In May, 2017, XAOP presented a Satellite Workshop at FlandersBio’s Life Sciences conference Knowledge for Growth. The workshop’s main themes combined Machine Learning, Amazon Web Services, and High Performance Computing.
The goal of this model was to find out how we could return other suggestions for related words without returning similar words, like PubMed currently returns its similar suggestions. We mean that they have something in common but without being too obvious - for example, searching for depression in PubMed gives us results like postpartum depression, major depression, .. while our model returns insomnia, MDD, anxiety, … The model we created gives users the advantage of being able to broaden their search terms with some context, instead of narrowing them.
Using abstracts of PubMed ranging from 2010-2017 as our public data source, we set up a search engine that returns words related to the word searched for using the Word2Vec model.
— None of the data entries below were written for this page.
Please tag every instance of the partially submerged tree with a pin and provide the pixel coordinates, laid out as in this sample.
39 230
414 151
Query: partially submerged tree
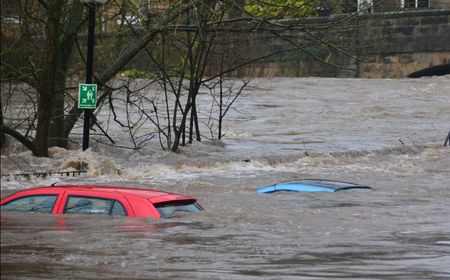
190 45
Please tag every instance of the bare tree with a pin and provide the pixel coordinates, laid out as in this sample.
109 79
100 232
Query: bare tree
190 45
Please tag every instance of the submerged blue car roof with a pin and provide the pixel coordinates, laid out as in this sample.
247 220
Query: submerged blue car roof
311 185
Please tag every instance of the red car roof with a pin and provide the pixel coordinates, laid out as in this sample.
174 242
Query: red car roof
152 195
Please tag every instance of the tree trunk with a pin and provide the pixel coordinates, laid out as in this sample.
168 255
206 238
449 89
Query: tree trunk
48 77
66 45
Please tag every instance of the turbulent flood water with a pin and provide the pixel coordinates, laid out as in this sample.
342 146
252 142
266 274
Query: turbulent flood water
387 134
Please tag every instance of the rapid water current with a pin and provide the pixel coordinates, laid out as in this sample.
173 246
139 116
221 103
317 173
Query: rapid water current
387 134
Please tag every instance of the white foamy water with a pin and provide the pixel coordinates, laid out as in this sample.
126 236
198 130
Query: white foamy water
387 134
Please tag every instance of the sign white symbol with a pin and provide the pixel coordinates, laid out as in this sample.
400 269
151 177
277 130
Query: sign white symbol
87 96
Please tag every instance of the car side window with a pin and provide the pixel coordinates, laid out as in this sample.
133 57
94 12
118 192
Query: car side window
34 203
93 205
118 209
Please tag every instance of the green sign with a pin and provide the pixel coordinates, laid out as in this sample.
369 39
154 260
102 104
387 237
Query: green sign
87 96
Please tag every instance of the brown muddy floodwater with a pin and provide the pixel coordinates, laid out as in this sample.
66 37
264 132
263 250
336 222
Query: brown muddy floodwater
387 134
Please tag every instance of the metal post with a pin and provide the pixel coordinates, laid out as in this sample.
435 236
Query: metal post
89 64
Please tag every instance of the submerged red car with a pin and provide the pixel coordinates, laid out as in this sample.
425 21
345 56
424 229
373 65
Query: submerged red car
109 200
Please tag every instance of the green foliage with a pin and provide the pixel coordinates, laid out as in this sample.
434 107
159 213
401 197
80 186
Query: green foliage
137 74
281 9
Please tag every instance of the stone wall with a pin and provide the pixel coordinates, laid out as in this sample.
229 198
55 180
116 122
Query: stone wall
388 45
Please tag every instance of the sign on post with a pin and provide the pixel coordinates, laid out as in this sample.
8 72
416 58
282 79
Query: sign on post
87 96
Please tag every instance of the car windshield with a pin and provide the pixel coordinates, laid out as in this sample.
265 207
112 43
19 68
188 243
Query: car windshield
168 209
34 203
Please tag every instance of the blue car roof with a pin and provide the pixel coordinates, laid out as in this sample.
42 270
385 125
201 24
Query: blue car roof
311 185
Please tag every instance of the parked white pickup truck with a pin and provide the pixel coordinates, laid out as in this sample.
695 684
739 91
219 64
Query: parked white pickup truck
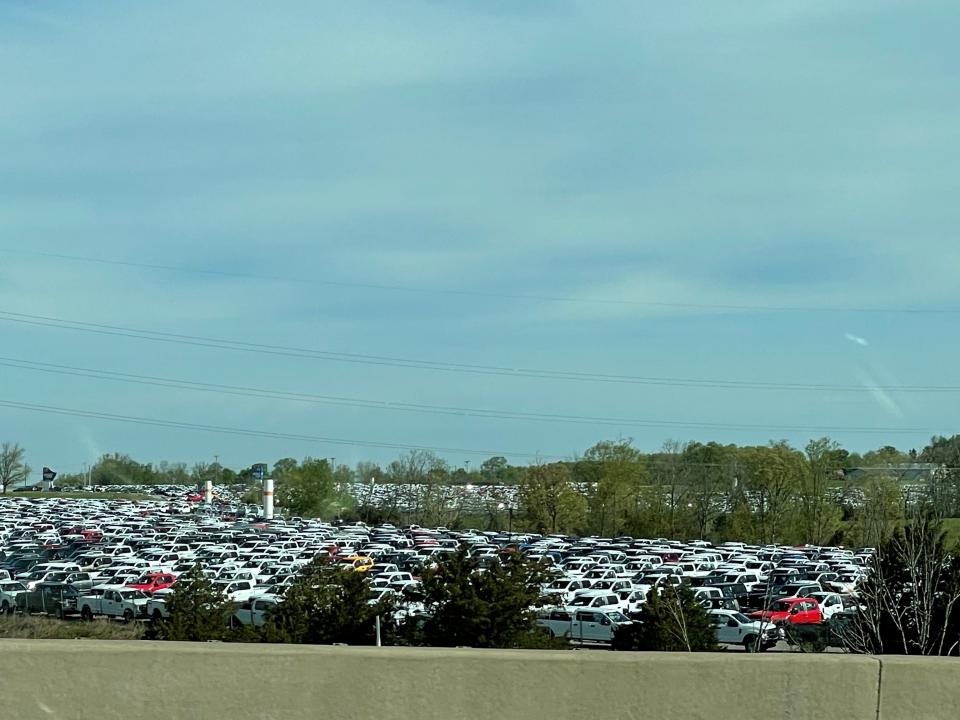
9 591
735 628
118 602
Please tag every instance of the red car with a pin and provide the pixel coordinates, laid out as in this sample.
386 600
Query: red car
151 582
797 611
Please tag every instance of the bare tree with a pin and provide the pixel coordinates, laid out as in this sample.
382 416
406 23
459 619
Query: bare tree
12 467
909 601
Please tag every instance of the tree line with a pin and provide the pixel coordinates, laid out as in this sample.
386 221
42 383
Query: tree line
772 493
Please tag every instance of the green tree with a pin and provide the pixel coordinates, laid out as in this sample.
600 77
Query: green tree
878 512
482 609
551 502
119 469
329 605
309 490
819 515
425 480
769 478
13 469
945 452
198 611
884 457
620 477
670 620
710 472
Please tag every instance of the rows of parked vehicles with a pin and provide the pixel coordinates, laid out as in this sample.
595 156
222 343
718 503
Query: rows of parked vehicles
754 593
121 559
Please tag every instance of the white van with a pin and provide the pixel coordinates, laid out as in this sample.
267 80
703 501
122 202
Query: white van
582 625
595 600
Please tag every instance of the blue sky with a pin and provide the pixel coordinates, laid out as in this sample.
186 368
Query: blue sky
575 186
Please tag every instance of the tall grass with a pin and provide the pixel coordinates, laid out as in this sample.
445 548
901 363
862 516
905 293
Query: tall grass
41 628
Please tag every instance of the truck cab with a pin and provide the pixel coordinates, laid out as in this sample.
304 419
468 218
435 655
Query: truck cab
734 628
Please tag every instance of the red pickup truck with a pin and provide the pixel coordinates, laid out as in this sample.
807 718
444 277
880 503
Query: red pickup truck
151 582
796 611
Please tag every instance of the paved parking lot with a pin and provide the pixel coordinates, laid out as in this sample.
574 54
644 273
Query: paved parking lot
86 557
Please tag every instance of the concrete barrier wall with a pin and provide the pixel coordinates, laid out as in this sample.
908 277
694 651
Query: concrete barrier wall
68 680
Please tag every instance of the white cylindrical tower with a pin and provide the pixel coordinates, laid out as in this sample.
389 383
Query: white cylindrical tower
268 498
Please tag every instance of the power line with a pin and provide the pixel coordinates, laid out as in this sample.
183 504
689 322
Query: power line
245 391
443 366
476 293
180 425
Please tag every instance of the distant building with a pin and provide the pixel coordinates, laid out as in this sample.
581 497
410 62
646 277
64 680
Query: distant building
905 473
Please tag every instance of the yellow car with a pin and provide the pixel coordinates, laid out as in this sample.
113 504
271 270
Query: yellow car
360 563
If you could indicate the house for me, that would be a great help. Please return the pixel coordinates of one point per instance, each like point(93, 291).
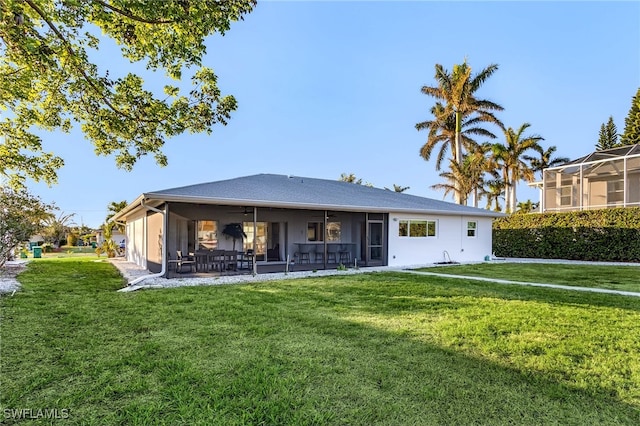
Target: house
point(315, 223)
point(602, 179)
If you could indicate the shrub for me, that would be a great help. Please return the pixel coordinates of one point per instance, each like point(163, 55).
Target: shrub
point(601, 235)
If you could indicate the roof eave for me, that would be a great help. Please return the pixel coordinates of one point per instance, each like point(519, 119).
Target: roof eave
point(304, 206)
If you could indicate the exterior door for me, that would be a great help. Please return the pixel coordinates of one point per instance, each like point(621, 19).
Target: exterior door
point(375, 243)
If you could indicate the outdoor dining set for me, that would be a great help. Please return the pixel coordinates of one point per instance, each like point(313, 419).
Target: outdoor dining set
point(213, 261)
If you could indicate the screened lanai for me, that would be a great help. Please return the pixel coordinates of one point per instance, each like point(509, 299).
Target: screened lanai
point(602, 179)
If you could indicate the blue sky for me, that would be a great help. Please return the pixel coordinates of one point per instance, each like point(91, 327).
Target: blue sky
point(326, 88)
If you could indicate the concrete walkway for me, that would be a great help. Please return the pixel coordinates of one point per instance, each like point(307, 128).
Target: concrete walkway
point(556, 286)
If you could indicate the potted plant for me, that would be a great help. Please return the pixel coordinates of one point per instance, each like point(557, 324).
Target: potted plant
point(234, 231)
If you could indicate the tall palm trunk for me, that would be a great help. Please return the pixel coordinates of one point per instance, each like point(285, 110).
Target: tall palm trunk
point(458, 157)
point(512, 195)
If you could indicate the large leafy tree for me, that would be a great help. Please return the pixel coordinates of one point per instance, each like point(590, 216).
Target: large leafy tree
point(459, 181)
point(510, 157)
point(21, 216)
point(114, 208)
point(631, 135)
point(608, 136)
point(456, 94)
point(48, 79)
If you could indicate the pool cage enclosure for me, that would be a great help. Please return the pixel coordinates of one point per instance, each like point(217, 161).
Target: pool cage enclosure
point(602, 179)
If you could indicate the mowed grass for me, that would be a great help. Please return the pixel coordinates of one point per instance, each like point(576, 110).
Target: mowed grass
point(382, 348)
point(626, 278)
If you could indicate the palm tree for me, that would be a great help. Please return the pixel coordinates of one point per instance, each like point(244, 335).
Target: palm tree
point(479, 164)
point(545, 160)
point(494, 191)
point(510, 157)
point(458, 181)
point(56, 228)
point(527, 206)
point(442, 131)
point(457, 91)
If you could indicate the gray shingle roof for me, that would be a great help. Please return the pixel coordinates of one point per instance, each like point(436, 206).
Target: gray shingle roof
point(303, 192)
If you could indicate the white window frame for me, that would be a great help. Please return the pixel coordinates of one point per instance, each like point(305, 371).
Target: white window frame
point(474, 228)
point(427, 226)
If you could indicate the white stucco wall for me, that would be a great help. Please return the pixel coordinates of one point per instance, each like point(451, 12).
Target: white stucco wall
point(451, 236)
point(136, 249)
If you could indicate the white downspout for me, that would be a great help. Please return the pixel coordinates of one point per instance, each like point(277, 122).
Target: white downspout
point(163, 270)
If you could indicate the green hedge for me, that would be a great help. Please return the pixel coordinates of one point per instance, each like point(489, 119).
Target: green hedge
point(611, 235)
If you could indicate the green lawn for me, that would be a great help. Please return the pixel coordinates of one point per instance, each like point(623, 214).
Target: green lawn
point(381, 348)
point(626, 278)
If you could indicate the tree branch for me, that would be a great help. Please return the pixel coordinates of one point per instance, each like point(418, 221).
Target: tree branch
point(131, 15)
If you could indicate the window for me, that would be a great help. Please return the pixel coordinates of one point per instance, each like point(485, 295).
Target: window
point(260, 237)
point(315, 231)
point(471, 229)
point(207, 234)
point(417, 228)
point(334, 231)
point(615, 192)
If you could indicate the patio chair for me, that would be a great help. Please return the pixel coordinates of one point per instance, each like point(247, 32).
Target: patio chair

Word2Vec is a model that creates word embeddings from a corpus.
For our workshop, we used PubMed abstracts. When words are in a vector space, an interesting result occurs: given a word, the model returns words that are related (by using a distance metric, e.g. cosine similarity) thereby providing the user with some context.
Everything is hosted on Amazon Web Services (AWS) from the mining and processing to the learning and visualisations. It starts with fetching data from PubMed. Then this data gets processed and formatted to fit our requirements. Word2Vec models are subsequently trained with different parameters where every model is then evaluated by mathematical equations and human testing.
All the models are trained on the EC2 instances of AWS. Andromeda sends words to the Andromeda website to the chosen model and the model returns related words. These results are visualised with a plot using the cosine similarity.